Corongo is one of 20 provinces of the Ancash Region in Peru. Its capital is Corongo located at an altitude of 3,141 m (10,305 ft).

Corongo is situated in a calm valley where the river of the same name runs. It is bordered by the following provinces: to the north and to the west by Pallasca, to the east by Sihuas and to the south by Huaylas and Santa.
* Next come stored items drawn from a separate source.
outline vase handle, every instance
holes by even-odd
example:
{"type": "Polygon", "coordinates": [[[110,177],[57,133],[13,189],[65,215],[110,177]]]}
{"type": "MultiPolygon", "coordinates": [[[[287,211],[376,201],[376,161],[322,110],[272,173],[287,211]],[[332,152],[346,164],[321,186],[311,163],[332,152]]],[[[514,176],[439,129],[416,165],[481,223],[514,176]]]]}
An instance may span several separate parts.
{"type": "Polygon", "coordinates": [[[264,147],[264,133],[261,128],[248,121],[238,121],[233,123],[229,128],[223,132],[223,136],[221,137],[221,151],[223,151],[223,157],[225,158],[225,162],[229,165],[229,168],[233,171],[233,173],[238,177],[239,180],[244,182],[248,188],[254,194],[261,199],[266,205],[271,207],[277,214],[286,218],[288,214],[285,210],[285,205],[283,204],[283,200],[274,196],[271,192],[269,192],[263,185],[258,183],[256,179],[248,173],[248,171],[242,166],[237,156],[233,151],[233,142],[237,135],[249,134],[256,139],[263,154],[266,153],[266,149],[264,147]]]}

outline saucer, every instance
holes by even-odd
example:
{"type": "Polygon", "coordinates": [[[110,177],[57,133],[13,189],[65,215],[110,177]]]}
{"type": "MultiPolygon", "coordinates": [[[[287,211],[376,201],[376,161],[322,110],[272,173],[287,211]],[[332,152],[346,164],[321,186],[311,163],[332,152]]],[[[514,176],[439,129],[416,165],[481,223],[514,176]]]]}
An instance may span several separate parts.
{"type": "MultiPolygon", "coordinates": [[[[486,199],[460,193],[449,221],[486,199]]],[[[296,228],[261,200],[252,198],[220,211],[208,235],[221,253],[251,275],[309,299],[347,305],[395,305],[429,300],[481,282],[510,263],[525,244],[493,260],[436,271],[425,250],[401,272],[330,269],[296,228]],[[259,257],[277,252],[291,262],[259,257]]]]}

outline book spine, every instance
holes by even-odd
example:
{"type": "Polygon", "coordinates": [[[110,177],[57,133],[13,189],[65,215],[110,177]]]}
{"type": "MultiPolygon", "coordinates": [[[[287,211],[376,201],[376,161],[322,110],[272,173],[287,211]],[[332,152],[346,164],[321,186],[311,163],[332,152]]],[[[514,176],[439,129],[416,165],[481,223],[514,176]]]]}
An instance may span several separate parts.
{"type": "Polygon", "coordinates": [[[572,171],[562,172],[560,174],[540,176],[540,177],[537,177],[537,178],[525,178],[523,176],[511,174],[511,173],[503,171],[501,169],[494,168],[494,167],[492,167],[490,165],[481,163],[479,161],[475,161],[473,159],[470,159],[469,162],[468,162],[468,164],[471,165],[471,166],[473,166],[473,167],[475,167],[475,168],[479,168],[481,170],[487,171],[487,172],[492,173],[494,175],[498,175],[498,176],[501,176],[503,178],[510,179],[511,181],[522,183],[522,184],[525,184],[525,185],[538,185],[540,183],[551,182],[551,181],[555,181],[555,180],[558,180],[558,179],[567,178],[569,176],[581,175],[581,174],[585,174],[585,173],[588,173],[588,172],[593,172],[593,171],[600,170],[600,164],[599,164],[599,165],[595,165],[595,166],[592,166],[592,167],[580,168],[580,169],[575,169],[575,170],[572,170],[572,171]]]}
At the time of census 2005 the province had 7,786 inhabitants, distributed in the urban zone and mainly in the countryside.

Corongo has a great variety of places to visit, especially lakes located in the high parts of the province, and the thermal baths of Aticara and Pacatqui.

The geographical coordinates are 8º30'34" S and 77º54'37" W.

== Geography ==
Some of the highest mountains of the province are listed below:

- Anka Raqra
- Aqus Punta
- Asnu Qucha
- Ayan Quri
- Kunkayuq
- Kuntur Wasi
- Maray Pampa
- Ñuñuyuq
- Parya Chuku
- Pillu Kunka
- Puka Ch'uru
- Puka Puyku
- Puma
- P'isqu Chaka
- Puka Hirka
- Puka Pampa
- P'aqra
- Qayqu
- Qullpa Hanka
- Q'ara Hirka
- Sara Pirqan
- Wamani
- Winchu Qucha
- Winchus
- Winchus Hirka
- Yawar Qucha

==Political division==

Corongo is divided into seven districts, which are:
- Aco
- Bambas
- Corongo
- Cusca
- La Pampa
- Yanac
- Yupan

== Ethnic groups ==
The province is inhabited by indigenous citizens of Quechua descent. Spanish is the language which the majority of the population (90.35%) learnt to speak in childhood, 9.44% of the residents started speaking using the Quechua language (2007 Peru Census).